Sir Robert Porter
Quick Facts
Biography
Major-General Sir Robert Porter KCB CMG (31 January 1858 – 27 February 1928) was a British Army officer and physician.
Porter was born in County Donegal, Ireland, the son of Andrew Porter. He was educated at Foyle College, Derry, and the University of Glasgow, from which he graduated Bachelor of Medicine (MB). He was commissioned a surgeon in the Army Medical Department (later the Royal Army Medical Corps) on 5 February 1881. He was promoted surgeon-major on 5 February 1893. He served in the Fourth Anglo-Ashanti War of 1895–1896 and the Boer War. He was promoted lieutenant-colonel on 4 February 1901 and colonel on 14 January 1910. He was placed on half-pay on 14 January 1914, but was restored to the establishment on 5 August 1914, the day after the outbreak of the First World War.

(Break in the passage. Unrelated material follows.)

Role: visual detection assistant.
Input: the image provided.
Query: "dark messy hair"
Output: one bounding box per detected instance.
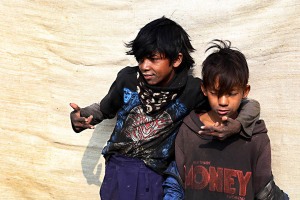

During the war, he was mentioned in despatches six times. He was promoted to the temporary rank of surgeon-general on 2 November 1914, and from 1915 to 1917 he served as director of medical services of the Second Army. He was appointed Companion of the Order of the Bath (CB) in the 1916 Birthday Honours. Belgium also appointed him Commandeur of the Ordre de la Couronne in 1916 and awarded him the Croix de Guerre in 1918, as he had spent much of his wartime service in Belgium and had been responsible for dealing with the 1914–1915 civilian typhoid epidemic in the Second Army area. He retired on 31 January 1918. The rank of surgeon-general was redesignated major-general later in 1918. He was appointed Companion of the Order of St Michael and St George (CMG) in the 1919 Birthday Honours and Knight Commander of the Order of the Bath (KCB) in the 1921 New Year Honours.
Porter married Mary Phillipa Johnstone in 1903; they had three sons. From August to December 1926, he led a party of schoolboys on a tour of Australia. He died from pneumonia and pleurisy at his home at 27 The Avenue, Beckenham, Kent, at the age of 70.